RiverWatch: a citizen-science approach to river pollution monitoring
from 01/10/2023 until 28/02/2026
Under unprecedented pressure from urbanization and
climate change, an ever increasing number of streams worldwide fails to meet
good ecological status, thus threatening water quality and ecology, and
severely impacting our territories. RiverWatch aims to develop a
new disruptive monitoring infrastructure for river systems focused on the
transport of buoyant plastics, woody material, and floating pollution. The
infrastructure builds on current knowledge in image-based hydrological
monitoring to explore novel advancements in unsupervised computer vision
techniques for environmental analyses. RiverWatch exploits both camera systems
on fixed stations as well as volunteer smartphones to build a dense network of
monitoring stations potentially along any river system in the world. This may
help to overcome the current limitations in the management and maintenance of
high cost installations and at the same time allow us to expand our monitoring
capabilities.
Towards establishing a robust infrastructure,
RiverWatch focuses on the Sarno River as a case study to develop a dense monitoring system
based on cutting-edge unsupervised computer vision. A custom-built mobile app as well
as advanced image-based algorithms have been developed to process footage
captured by citizens and fixed cameras and collected at a remote server. Image-based
algorithms enable analysis of the river flow along with the estimation of
surface pollutants and their characterization. Such data is published daily on the project web-Gis online platform featuring a
storymap and a public database. High-frequency data at several locations in the
drainage network will facilitate implementation of simple modeling tools to
describe and forecast pollutant transport in the watershed.
Aim
RiverWatch focuses on a novel monitoring paradigm,
allowing for more flexible data
collection and processing exploiting low-cost cameras, which can be easily installed along the river network, and
smartphone cameras. Image acquisition is performed by means of moving
agents (any citizen with a mobile phone where the RiverWatch app is installed,
as well as dedicated research personnel or, in the future, UAVs systems) or by
operators that perform systematic monitoring of a given cross-section. This partially frees RiverWatch from the need for an installation site
where a collection and processing station typically has to be implemented, thus
requiring in-situ maintenance over time and exposure to several risk factors
(damages caused by adverse weather conditions, animal fauna or even humans).

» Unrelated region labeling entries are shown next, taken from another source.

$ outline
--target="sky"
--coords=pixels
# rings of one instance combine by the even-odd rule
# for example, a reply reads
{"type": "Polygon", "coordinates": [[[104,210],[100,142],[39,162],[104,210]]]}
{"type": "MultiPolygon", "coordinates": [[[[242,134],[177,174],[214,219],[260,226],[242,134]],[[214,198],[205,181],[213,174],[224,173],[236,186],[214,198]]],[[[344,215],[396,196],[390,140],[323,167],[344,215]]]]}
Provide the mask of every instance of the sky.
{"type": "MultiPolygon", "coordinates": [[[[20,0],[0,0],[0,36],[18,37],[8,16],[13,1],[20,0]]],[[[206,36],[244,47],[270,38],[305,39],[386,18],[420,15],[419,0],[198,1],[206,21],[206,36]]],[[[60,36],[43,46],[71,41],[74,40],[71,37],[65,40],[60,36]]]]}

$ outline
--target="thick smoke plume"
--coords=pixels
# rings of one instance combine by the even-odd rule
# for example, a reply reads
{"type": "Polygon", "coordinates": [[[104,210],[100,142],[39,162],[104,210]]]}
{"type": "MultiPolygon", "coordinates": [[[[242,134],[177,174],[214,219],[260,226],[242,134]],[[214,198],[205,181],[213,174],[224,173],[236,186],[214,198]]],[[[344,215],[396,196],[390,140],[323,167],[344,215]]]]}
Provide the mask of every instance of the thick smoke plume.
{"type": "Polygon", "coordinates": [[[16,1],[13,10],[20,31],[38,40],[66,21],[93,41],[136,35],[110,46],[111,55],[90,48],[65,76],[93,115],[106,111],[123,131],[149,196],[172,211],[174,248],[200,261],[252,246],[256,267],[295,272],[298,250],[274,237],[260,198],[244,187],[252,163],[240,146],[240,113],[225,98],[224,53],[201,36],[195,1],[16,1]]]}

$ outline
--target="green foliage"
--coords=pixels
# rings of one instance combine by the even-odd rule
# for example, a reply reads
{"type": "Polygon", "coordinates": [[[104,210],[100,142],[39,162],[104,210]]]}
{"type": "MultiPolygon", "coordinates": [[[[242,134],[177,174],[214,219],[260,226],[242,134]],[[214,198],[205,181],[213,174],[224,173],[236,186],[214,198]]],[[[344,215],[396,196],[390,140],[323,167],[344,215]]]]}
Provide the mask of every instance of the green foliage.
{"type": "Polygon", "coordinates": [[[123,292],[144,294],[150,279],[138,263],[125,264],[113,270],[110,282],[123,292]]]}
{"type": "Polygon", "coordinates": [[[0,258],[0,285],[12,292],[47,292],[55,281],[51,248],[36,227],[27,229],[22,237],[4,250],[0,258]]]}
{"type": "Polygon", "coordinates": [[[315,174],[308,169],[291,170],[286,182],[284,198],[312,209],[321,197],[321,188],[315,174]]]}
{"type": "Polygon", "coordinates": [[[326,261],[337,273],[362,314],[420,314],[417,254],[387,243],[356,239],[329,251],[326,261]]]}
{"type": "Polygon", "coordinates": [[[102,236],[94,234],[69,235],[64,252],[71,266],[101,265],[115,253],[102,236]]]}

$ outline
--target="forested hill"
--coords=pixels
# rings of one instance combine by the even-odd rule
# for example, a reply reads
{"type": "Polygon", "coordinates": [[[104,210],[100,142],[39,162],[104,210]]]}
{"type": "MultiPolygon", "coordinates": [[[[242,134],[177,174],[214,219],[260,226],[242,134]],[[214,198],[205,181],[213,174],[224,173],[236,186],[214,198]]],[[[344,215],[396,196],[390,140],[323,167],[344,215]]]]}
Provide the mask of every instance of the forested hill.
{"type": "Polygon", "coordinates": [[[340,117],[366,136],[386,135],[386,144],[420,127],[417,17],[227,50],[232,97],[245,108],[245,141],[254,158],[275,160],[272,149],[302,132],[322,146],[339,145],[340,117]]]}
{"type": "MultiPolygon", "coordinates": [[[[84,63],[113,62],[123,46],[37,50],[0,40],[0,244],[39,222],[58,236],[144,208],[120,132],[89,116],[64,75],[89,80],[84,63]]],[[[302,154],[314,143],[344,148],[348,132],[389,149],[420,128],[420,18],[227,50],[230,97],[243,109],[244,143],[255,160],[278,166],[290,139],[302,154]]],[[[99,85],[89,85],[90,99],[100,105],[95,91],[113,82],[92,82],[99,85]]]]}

RiverWatch aims to build a training experiment that hinges on the image data captured by citizen volunteers. This enables acquisitions at a large number of sites along the drainage network, while maintenance and on-site visits to replace batteries/instrumentation are minimized. To ensure data acquisitions, several initiatives are promoted aimed at maximizing citizen involvement. Information campaigns and dedicated events on the objectives of RiverWatch are often organized in municipalities and schools. This has increased public awareness of water quality and pollution along with enabled the crowd-in of young volunteers for efficient data collection.
Participation & Audience
Target group: Schools, citizens and communities along rivers
Number of participants: 51-100
Duration of involvement: One-time event or longer are both possible
How to participate
Everyone can participate in the project by accessing the RiverWatch web app: https://river-watch-unistrapg.hub.arcgis.com/pages/6b50c33a5aeb4afe81c41b4a9faf18a6
and going through the tutorial.
The app can be used to take images of and tag plastics in any river in the world!
Insights and Highlights
Data gathered by citizens are uploaded onto an online platform featuring: i) an interactive map of the drainage network; ii) a dashboard to visualize data; and iii) a public dataset for data download. Different layers relative to data types and temporal aggregation are made visible/hidden on the map by interactive ticking of the legend boxes by the user. Further, a dataset is regularly updated on the web platform with processed data as well as raw images. This material is usable by the public as well as the scientific community for further processing and algorithm development.
Participants are recruited through events organized by local stakeholders, webinars/seminars in schools for teachers and students.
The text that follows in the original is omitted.